History

France
- Name: Étoile
- Namesake: "Star"
- Builder: Nantes shipyard
- Laid down: 1759
- Launched: 1762
- Acquired: 4 August 1762
- In service: August 1762
- Out of service: 1780
- Fate: Hulked 1780, last mentioned 1789

General characteristics
- Class & type: Fluyt used as storeship
- Displacement: 480 tonnes
- Length: 33.8 m (111 ft)
- Beam: 9.1 m (30 ft)
- Propulsion: Sail
- Capacity: 8 officers and 108 men
- Armament: 14 × 8-pounder long guns; 20 × 6-pounders;
- Armour: timber

= French fluyt Étoile (1767) =

Ship of the French Navy

Étoile (/fr/; "Star") was an 18th-century fluyt of the French Navy. She was originally a merchantman named Placelière and was purchased by the Navy while still on the stocks. She was renamed Étoile in April 1763 and re-classed as a corvette. She is famous for being one of Louis Antoine de Bougainville's ships in his circumnavigation between 1766 and 1769, along with Boudeuse.

== Career ==
Étoile was originally built between 1759 and 1762 as a fluyt named Placelière and was purchased while still on the stocks for King Louis XIV's Navy on 4 August 1762. She was pierced for 20 guns.

Étoile sailed to Rochefort on 22 December 1763.

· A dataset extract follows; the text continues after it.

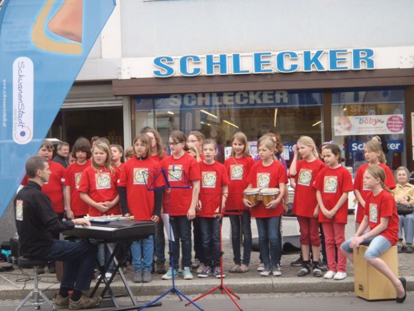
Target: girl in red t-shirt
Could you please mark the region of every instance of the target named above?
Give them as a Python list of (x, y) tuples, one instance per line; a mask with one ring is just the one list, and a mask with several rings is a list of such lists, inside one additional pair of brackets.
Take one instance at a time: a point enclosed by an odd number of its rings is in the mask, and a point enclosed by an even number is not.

On 15 November 1766, Étoile departed Saint-Malo, along with Boudeuse, for an exploration voyage under Bougainville. She was under Chenard de la Giraudais, and was the storeship of the expedition. She carried naturalist and physician Philibert Commerçon, astronomer Pierre-Antoine Veron, and Jeanne Baré, who was recognised as the first woman to have completed a voyage of circumnavigation. During much of the voyage, Baré was disguised as a man.

In January 1771, Étoile was at Ile d'Aix under Cramahé. In April, she was at Brest.

On 1 January 1773, Denis de Keredern de Trobriand was given command of Étoile in Lorient. Between 1773 and 1777, she sailed to China and in the Indian Ocean. In 1775, she was in Borneo, where Trobriand was offered two islands for France, the largest one being Lemukutan. Étoile surveilled the South-Western coast of Borneo. During the voyage, Étoile received orders to mount a punitive expedition against Pangaram Serip, King of Koti, at the mouth of the Mahakam River, in retaliation for the massacre of the crew of the merchantman Épreuve. Étoile attacked the port held by Pangaram Serip, along with the frigate Indiscrète, under Boucault, and Badine, under Le Veyer de Beuzidou, destroying or capturing 31 ships, and killing around 300 people.

== Fate ==
In May 1779, she became a prison hulk in Lorient. She is last mentioned in 1789.